How do you find the 3rd term of the expansion of (2x-y)^5

[suzi]

How do you find the 3rd term of the expansion of (2x-y)^5

 

[AKG]

Have you learned anything on Binomial Theorem or Pascal's Triangle?
Basically:

(x+a)^n = \sum_{k=0}^n {n\choose k} x^k a^{n-k}

Replace:
"x" with "2x"
"a" with "-y"
"n" with "5"

Since the summation goes from k=0, the third term would be when k=2. So the third term is:

{5\choose 2} (2x)^2 (-y)^{5-2}
= -40x^2y^3

In case you don't understand what {n\choose k} is, it is simply:

\frac{n!}{k!(n-k)!}

If you don't want to calculate what {n\choose k} is, you can construct Pascal's Triangle:
1
1 1
1 2 1
1 3 3 1
1 4 6 4 1
1 5 10 10 5 1
. . .
. . .

If you write it out yourself so it take the shape of an equilateral triangle, not a right one like I have drawn, something like this:

      1
    1  1
  1  2  1
1  3  3  1

Then you'll notice that each number is the sum of the two numbers above it. So to find {n\choose k}, you look at the (k+1)^{th} element in the (n+1}^{th} row. This is actually probably a lot more annoying than actually calculating it. Most calculators have a "choose" operation, look for something that might say "nCr". Also, you can do it easily in you head a lot of the time.

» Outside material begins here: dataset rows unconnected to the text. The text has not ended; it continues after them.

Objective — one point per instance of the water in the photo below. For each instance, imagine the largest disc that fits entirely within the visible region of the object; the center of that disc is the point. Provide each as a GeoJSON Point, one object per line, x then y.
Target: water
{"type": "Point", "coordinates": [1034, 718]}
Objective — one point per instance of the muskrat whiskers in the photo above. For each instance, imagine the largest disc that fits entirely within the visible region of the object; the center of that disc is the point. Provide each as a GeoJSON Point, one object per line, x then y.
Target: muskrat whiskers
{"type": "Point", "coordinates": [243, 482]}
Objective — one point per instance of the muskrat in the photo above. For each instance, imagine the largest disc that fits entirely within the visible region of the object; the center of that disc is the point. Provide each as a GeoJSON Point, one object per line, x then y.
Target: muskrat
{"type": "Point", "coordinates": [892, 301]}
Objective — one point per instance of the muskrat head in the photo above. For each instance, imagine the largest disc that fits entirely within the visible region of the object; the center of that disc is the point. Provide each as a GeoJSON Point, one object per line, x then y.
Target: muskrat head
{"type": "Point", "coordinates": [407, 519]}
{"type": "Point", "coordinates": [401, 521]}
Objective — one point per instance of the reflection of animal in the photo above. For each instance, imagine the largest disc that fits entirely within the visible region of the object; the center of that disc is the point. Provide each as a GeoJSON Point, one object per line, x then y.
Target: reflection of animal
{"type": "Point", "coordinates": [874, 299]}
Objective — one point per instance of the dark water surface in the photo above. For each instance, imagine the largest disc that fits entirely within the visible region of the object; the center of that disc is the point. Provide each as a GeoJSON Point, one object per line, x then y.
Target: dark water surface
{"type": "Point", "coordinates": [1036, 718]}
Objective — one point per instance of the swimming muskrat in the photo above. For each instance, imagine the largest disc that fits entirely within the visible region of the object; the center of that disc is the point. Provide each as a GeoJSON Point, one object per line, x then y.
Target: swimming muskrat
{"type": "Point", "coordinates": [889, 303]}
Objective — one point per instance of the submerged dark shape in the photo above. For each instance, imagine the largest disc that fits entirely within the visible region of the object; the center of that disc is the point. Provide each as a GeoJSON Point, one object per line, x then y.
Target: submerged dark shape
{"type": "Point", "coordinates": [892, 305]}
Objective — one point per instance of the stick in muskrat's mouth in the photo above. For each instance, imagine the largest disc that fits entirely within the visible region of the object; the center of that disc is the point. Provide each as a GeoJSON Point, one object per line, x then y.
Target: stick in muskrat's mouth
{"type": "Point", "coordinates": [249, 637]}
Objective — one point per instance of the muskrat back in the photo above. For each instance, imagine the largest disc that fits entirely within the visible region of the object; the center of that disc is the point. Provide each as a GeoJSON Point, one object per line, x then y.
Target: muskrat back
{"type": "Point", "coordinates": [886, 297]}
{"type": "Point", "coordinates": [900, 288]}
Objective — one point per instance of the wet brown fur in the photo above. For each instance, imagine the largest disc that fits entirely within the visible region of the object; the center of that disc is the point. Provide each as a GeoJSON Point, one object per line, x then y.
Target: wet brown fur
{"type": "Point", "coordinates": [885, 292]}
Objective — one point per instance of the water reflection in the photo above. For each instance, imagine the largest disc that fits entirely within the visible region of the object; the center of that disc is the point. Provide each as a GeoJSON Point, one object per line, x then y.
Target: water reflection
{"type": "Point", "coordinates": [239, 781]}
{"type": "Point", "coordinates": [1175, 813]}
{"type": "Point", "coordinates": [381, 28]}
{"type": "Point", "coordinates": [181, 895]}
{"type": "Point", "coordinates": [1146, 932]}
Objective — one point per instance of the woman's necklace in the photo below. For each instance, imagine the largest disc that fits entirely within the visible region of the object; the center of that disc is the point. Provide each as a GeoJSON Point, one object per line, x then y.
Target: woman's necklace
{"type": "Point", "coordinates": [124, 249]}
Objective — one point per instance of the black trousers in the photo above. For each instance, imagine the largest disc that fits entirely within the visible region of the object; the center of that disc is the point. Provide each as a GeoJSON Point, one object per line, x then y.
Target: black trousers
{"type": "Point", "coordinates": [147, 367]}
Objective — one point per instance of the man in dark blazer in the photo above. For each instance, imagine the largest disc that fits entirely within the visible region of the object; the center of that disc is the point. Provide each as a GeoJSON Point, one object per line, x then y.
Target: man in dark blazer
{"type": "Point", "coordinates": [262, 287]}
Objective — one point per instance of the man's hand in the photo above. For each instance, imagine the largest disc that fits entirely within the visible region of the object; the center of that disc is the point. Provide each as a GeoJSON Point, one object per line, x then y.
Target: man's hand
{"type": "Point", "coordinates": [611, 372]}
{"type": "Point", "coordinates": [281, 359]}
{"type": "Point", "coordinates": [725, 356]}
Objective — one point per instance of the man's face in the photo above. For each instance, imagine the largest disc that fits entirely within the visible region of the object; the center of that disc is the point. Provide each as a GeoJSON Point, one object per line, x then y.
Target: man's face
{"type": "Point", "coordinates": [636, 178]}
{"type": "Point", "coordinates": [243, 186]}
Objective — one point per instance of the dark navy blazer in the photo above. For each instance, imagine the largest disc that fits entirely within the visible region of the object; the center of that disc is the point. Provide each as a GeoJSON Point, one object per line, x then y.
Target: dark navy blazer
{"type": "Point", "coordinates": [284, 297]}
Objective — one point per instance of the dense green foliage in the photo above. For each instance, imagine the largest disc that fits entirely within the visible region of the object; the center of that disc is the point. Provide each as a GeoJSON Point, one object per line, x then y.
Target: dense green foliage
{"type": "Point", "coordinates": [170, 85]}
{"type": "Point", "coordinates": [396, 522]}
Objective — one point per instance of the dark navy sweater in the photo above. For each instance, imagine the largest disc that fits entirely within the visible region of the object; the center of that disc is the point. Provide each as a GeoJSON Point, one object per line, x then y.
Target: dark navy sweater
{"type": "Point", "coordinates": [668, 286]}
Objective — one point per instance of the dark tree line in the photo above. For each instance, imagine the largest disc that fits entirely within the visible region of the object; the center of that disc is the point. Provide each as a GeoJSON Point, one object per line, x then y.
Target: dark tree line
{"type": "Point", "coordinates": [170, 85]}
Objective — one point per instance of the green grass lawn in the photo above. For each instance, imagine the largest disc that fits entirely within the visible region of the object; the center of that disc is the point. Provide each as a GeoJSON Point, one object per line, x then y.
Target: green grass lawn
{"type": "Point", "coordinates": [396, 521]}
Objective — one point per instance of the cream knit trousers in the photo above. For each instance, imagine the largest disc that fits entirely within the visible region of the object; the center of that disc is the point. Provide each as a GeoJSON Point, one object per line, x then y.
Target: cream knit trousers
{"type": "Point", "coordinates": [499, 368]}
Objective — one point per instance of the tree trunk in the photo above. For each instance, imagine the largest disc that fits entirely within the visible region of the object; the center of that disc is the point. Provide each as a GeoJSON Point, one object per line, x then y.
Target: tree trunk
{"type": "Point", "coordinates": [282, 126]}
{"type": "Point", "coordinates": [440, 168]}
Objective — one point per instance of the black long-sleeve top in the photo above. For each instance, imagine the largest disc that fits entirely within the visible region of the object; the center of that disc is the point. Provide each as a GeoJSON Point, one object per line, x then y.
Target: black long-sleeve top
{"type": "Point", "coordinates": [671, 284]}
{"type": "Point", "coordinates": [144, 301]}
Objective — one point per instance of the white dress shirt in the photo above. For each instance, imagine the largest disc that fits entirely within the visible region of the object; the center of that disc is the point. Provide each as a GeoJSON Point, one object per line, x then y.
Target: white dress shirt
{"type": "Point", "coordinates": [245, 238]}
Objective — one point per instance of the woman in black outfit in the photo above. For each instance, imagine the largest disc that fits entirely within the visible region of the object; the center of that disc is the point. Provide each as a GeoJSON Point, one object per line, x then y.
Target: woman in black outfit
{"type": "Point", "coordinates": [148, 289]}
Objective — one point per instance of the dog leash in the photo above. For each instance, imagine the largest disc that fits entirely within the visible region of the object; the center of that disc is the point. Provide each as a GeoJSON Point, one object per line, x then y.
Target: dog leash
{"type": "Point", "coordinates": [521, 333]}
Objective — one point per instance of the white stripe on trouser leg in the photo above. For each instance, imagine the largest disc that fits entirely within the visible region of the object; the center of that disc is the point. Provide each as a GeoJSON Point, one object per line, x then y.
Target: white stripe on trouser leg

Basically, if you're doing 5 choose 2, for example, instead of finding 5! by multiplying 5x4x3x2x1, just multiply the first 2, i.e. 5x4. Then, divide by 2!. If it were 10 choose 3, then only do the first 3, i.e. 10x9x8, then divide by 3!, which is just 6. Finding 2, 3, and 4 factorial are pretty easy, and it's pretty easy to multiply the first 3 or four numbers, even if you're getting numbers as big as 12, 12x11x10 is easy. Moreover, you can see if you're doing 12 choose 3, and easily see that 3! is 6, you can simply calculate (12/6)x11x10 = 2x11x10 = 220, which was really easy.